How much of a 60% saline solution would you need to add to pure water to create 10 L of a 50% saline solution ?

Answer 1

so say, we add "x" of the 60% saline solution, now, how much salt is in that solution? now 60% is salt but the rest is something else, but only salt is 60% of "x", or (60/100) * x, or 0.6x.

likewise, for the 10 Liters, if only 50% is salt, then is just (50/100) * 10 or 5.

now... let's check the water whilst we add "y" amount, the water has no salt at all, freshwater for that matter, so, salinity is 0%. or (0/100) * y or 0.

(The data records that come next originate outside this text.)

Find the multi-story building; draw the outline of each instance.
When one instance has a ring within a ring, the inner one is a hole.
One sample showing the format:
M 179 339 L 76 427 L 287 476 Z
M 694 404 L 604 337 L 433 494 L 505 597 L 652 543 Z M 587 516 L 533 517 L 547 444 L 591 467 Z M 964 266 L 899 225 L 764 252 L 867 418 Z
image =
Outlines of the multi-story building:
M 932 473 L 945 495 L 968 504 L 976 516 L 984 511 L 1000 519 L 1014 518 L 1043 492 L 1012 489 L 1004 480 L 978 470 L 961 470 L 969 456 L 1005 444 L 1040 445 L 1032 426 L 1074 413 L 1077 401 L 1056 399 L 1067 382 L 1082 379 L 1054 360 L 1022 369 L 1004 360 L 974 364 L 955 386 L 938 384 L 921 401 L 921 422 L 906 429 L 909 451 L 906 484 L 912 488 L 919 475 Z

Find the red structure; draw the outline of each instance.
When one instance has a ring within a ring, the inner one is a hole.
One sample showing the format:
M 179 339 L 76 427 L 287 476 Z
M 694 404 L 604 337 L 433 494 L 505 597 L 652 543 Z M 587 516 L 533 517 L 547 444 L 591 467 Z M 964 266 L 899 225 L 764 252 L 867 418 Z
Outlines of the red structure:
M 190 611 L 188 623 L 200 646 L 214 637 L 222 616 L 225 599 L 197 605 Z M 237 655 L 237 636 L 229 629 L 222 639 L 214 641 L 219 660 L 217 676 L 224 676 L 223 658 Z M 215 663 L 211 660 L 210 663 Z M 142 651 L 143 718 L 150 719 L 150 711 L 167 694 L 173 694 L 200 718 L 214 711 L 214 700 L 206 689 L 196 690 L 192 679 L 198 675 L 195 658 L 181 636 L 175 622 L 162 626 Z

`\bf \begin{array}{lccclll} &\stackrel{liters}{amount}&\stackrel{\textit{\% of salt}}{quantity}&\stackrel{\textit{total salt}}{quantity}\\ &------&------&------\\ \textit{60\% sol'n}&x&0.60&0.6x\\ \textit{pure water}&y&0.00&0y\\ ------&------&------&------\\ mixture&10&0.50&5 \end{array}`


`\bf \begin{cases} x+y=10\\ 0.6x+0y=5 \end{cases} \\\\\\ 0.6x=5\implies x=\cfrac{5}{0.6}\implies x=\cfrac{25}{3}\implies x=8(1)/(3)`